Under the changes, the Coldstream and Irish Guards moved from London District, the 3rd Princess of Wales's Royal Regiment moved from 7th Infantry Brigade, and the 1st and 2nd Battalions, Royal Irish Regiment moved from 160th (Welsh) Brigade.

In 2019 with the brigade completely reorganised, its structure was now as follows by the end of 2021:

- Brigade Headquarters, at Taurus House, Aldershot Garrison
- 1st Battalion, Irish Guards, at Lille Barracks, Aldershot Garrison (Light Mechanised Infantry with Foxhound armoured cars)
- 1st Battalion, The Royal Irish Regiment, at Clive Barracks, Ternhill (Light Mechanised Infantry with Foxhound armoured cars)
- 1st Battalion, Coldstream Guards, at Victoria Barracks, Windsor (Light Infantry)
- 3rd Battalion, The Princess of Wales's Royal Regiment (Army Reserve), HQ at Leros Barracks, Canterbury
- 2nd Battalion, The Royal Irish Regiment (Army Reserve), HQ at Thiepval Barracks, Lisburn

==== 11th Security Force Assistance Brigade ====
On 30 November 2021, the Future Soldier changes were announced, and the brigade will transition from an infantry brigade into a security force assistance formation. In late 2021, the brigade was renamed as 11th Security Force Assistance Brigade, dropping its regional commitments, and will reorganise by 2022. The brigade's mission was described as follows:

The 11th Security Force Assistance Brigade draws on personnel and expertise from across the Army, to build the capacity of allied and partner nations. Routinely deployed around the world, Security Force Assistance units contribute to conflict prevention and resilience at an early stage. This activity is underpinned by the Defence's global foundation.

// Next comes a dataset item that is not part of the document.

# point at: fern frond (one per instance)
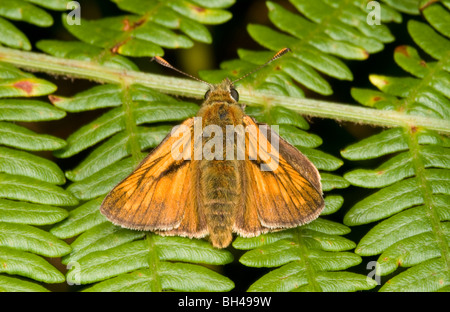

The brigade headquarters will remain in Aldershot, drop its regional commitments, and unit moves will be as follows: Coldstream Guards move to 4th Light Brigade Combat Team (BCT) – formerly 4th Infantry Brigade & HQ North East; 2nd Royal Irish Regiment move to 19th Reserve Brigade – a new formation; 3rd Princess of Wales's Royal Regiment moved to 20th Armoured BCT as mechanised infantry; 1st Royal Irish Regiment moves to 16th Air Assault Brigade as 'light strike reconnaissance infantry'; and the Irish Guards will remain part of the brigade. The following units will join the brigade in 2022: The Black Watch (3rd Battalion, Royal Regiment of Scotland) from 51st Infantry Brigade; 1st Royal Anglian Regiment from British Forces Cyprus (will join on return from Cyprus in 2023); 3rd The Rifles joins in 2024 from 51st Infantry Brigade; 4th Princess of Wales's Royal Regiment joins from 7th Infantry Brigade; and finally the Outreach and Cultural Support Group will join from 77th Brigade.

In November 2024, the brigade resurbordinated from the 1st (UK) Division to Field Army Troops. The brigade became 11th Brigade, dropping its Security Force Assistance responsibility, and returning to a combat role as part of the Land Special Operations Force. The brigade will learn to fight as a tactical recce-strike force and will take part in training packages in Kenya and the Baltics in 2025.

The brigade's structure in 2026 is:

- Brigade Headquarters, at Woodgate House, Aldershot Garrison
- 1st Battalion, Irish Guards, at Mons Barracks, Aldershot Garrison
- 1st Battalion, Royal Anglian Regiment, at Kendrew Barracks, Cottesmore
- 2nd Battalion, Royal Yorkshire Regiment, at Dale Barracks, Chester
- 3rd Battalion, Royal Regiment of Scotland, at Fort George, Inverness – to move to Leuchars Station not before 2029
- 3rd Battalion, The Rifles, at Dreghorn Barracks, Edinburgh – to move to Weeton Barracks, Blackpool not before 2027
- 4th Battalion, Princess of Wales's Royal Regiment (Army Reserve), at Linkfield House, Redhill
- Joint CIMIC Group, at Mellor Building, Aldershot Garrison – to move to Alexander Barracks, Pirbright Camp not before 2027

The brigade led a programme to train members of the Armed Forces of Ukraine during the Russo-Ukrainian War as part of Operation Orbital (20152022) and Operation Interflex (2022).

In June 2026, the Ministry of Defence ordered 270 Toyota Hilux Invincible X 4x4s were ordered for the brigade at a cost of £19.7m under Project Niala.